Los tres aparentaban formar una especie de repugnante caravana de vagabundos, una marcha de desposeídos.

Al llegar a la puerta, volvieron las cabezas una vez, rápidamente. Los dos levantaron la mano para despedirse de Derkhan. La mirada de Isaac se dirigió hacia el lugar en el que Pengefinchess los observaba plácidamente. Con vacilación, alzó la mano hacia ella mientras enarcaba las cejas en una pregunta muda: ¿Volveré a verte?, podía ser o, ¿Vas a ayudarnos? Pengefinchess alzó su gran mano palmeada en una respuesta evasiva y apartó los ojos.

Isaac se volvió, con los labios fruncidos.

Yagharek y él comenzaron su peligrosa travesía por la ciudad.

No se arriesgaron a cruzar el puente del ferrocarril. Tenían miedo de que un iracundo conductor de tren pudiera hacer algo más que advertirlos con un silbido mientras pasaba a su lado como una exhalación. Podría mirarlos y fichar sus rostros, o informar a sus superiores de la estación Malicia o de la estación del Bazar de Esputo, o de la misma estación de la calle Perdido, de que tres estúpidos desarrapados se habían colado en las vías y se encaminaban al desastre.
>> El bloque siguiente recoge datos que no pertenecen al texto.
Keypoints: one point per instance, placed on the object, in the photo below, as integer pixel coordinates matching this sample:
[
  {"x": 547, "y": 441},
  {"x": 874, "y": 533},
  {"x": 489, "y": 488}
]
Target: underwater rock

El peligro de interceptación era demasiado grande. De modo que, en vez de eso, Isaac y Yagharek bajaron con dificultades por la cuesta que había junto a las vías, sujetando el cuerpo de Andrej mientras se deslizaba despatarrado hacia las silenciosas veredas.
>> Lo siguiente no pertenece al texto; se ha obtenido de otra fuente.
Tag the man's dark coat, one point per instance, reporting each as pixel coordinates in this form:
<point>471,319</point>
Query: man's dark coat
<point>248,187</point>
El calor era intenso pero no sofocante: parecía más bien una especie de ausencia, una enorme falta que se sentía por toda la ciudad. Era como si el sol hubiera languidecido, como si sus rayos blanqueasen las sombras y las frescas zonas interiores que proporcionaban su realidad a la arquitectura. El calor del sol amortiguaba los sonidos y les sangraba la sustancia. Isaac sudaba y profería maldiciones en voz baja tras sus pútridos harapos. Se sentía como si estuviese vagando por algún sueño apenas advertido de calor.